Peter Berger – Four Benefits of His Work to the Study of Religion in IR

It is no surprise that The Religion Gap was launched in April 2015 with reference to the work of Peter Berger, the internationally renowned sociologist who passed away on June 27, 2017. Described by the scholar Robert Hefner as “one of the greatest sociologists of religion and modernity in the period stretching from the late 1950s to today”, Prof Berger leaves behind a legacy of research that is as unique as it is vast, including the acclaimed book co-authored with Thomas Luckman The Social Construction of Reality (1966) that was named by the International Sociological Association as the fifth most influential sociological work of the 20th century.

How has Prof Berger’s work in sociology benefitted the study of religion in IR? I will briefly sketch four such benefits, though many more could be added.

The first of these might be described as the power of his sociological testimony. The authority of Berger’s contemporary views about religion were undergirded by a compelling story of change. Once a leading proponent of the ‘secularisation thesis’ (i.e. a belief that the agency of religion would necessarily diminish in the face of an advancing modernity) Berger experienced an evidenced-based conversion to the opposite perspective. The story of such an eminent sociologist experiencing a ‘religious turn’, as it were, was very influential among a generation of IR religionists trying to find their own voice at the margins of a discipline entrenched by secularist assumptions.

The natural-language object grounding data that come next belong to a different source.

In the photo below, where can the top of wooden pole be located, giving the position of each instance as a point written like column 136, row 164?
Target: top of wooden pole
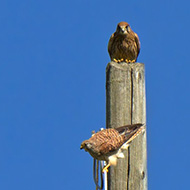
column 126, row 104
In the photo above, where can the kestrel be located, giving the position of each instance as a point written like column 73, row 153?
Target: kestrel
column 107, row 144
column 124, row 44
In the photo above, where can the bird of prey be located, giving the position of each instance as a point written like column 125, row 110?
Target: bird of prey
column 107, row 144
column 124, row 44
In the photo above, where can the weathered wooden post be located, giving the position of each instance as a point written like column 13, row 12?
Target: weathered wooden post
column 126, row 104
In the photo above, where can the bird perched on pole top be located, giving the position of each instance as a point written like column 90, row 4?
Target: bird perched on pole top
column 124, row 44
column 107, row 144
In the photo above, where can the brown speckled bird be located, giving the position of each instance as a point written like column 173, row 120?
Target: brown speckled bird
column 107, row 144
column 124, row 44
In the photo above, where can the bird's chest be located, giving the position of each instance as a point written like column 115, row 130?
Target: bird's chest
column 123, row 47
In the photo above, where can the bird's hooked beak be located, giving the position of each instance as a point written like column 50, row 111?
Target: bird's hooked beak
column 82, row 145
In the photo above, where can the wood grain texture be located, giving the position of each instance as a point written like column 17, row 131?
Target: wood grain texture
column 126, row 104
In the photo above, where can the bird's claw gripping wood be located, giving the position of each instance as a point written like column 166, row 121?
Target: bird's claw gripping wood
column 105, row 169
column 129, row 61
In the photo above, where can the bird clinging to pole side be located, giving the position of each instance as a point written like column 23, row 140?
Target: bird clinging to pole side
column 124, row 44
column 107, row 144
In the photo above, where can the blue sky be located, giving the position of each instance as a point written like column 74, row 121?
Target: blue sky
column 52, row 88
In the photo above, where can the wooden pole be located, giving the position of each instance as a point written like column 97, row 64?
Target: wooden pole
column 126, row 104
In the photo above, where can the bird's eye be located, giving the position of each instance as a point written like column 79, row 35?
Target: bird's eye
column 128, row 28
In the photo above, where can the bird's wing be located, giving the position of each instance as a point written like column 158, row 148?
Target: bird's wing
column 138, row 43
column 110, row 141
column 110, row 44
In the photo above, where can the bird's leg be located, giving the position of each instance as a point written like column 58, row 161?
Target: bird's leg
column 106, row 168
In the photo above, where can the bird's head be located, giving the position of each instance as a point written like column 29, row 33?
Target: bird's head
column 123, row 28
column 86, row 145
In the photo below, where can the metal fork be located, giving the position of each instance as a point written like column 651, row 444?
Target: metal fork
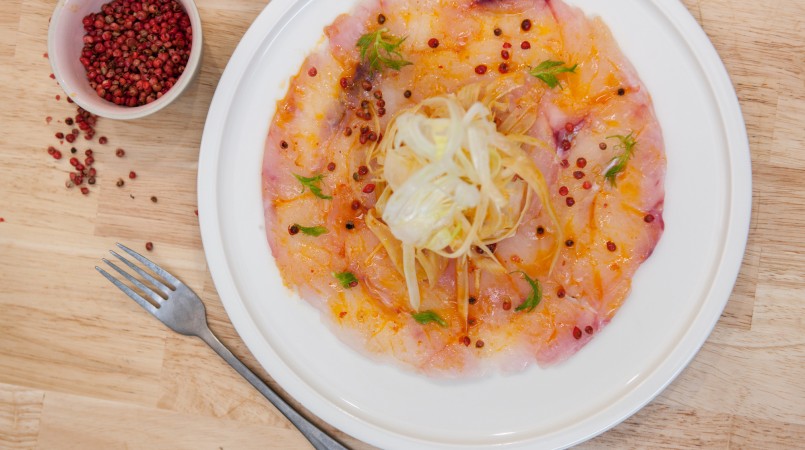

The second benefit was Peter Berger’s authority as an early advocate for the importance of religion. Although the 2001 terrorist attacks in New York and Washington led to an exponential growth of religion and IR scholarship, Berger founded the Institute on Culture, Religion and World Affairs (CURA) at Boston University in 1985, well prior to 9/11 but also to the collapse of the Soviet Union. Thus, alongside the work of foundational thinkers such as Marty, Elshtain, Wuthnow, Connolly, Appleby, Esposito, Casanova and others, Berger’s work embodied an understanding of religion as a durable entity that could be interrogated across multiple epochs and in the context of seismic change. CURA would become recognised as one the leading centres for the interdisciplinary study of religion, adding to Prof Berger’s legacy as a builder of spaces and projects that many others could inhabit and flourish within.

The third benefit is in the study of religion and economic development beyond the West. It is noteworthy that CURA’s agenda in religion research was not primarily shaped by securitisation unlike the initial post-9/11 surge of scholarship. Rather, much of the focus was in what Berger called “an exercise in neo-Weberianism” applied to the economic realm at the global level. This was epitomised in the famously titled 2010 article, “Max Weber is Alive and Well, and Living in Guatemala: the Protestant Ethic Today”. It could be argued that the discourse on religion and development is as influential in international policy thinking as the more widely publicised intersection of religion and security. Berger’s thinking was ahead of the curve in many of these considerations.

The fourth benefit Prof Berger has brought to the study of religion and IR is a balanced consideration of informal and formal expressions of religion. In A Rumour of Angels (1969) Berger affirmed the importance of religiosity as finding transcendence in the everyday practices of life, countering the theological movement declaring ‘God is Dead’ in the aftermath of the horrors of war and the Holocaust. Yet Berger’s subsequent framing of a desecularised world never pitted informal everyday practices of religion against the importance and ongoing relevance of religious institutions. There is a pressure in current IR religion scholarship to see the everyday and the institutional domains of religion as oppositional. Berger’s work potentially models an integrated yet dialectical alternative, and in so doing, might save the sub-discipline of religion in IR from turning in on itself.

The forthcoming wave of obituaries in honour of Peter Berger’s life will no doubt deliver the full spectrum of insights regarding his legacy. One common thread that binds these remembrances together will be the recognition that in his passing we have lost a giant. Yet within that sense of loss many will also hear Berger’s unwavering conviction about the fundamental importance of religion for understanding the world we inhabit. As he stated in 2006:

It’s certainly useful to understand that religion is not about to disappear. The belief is still quite prevalent among intellectuals—secular intellectuals—that religion is a kind of backwoods phenomenon that with rising education will increasingly disappear. That’s not happening. It’s not going to happen.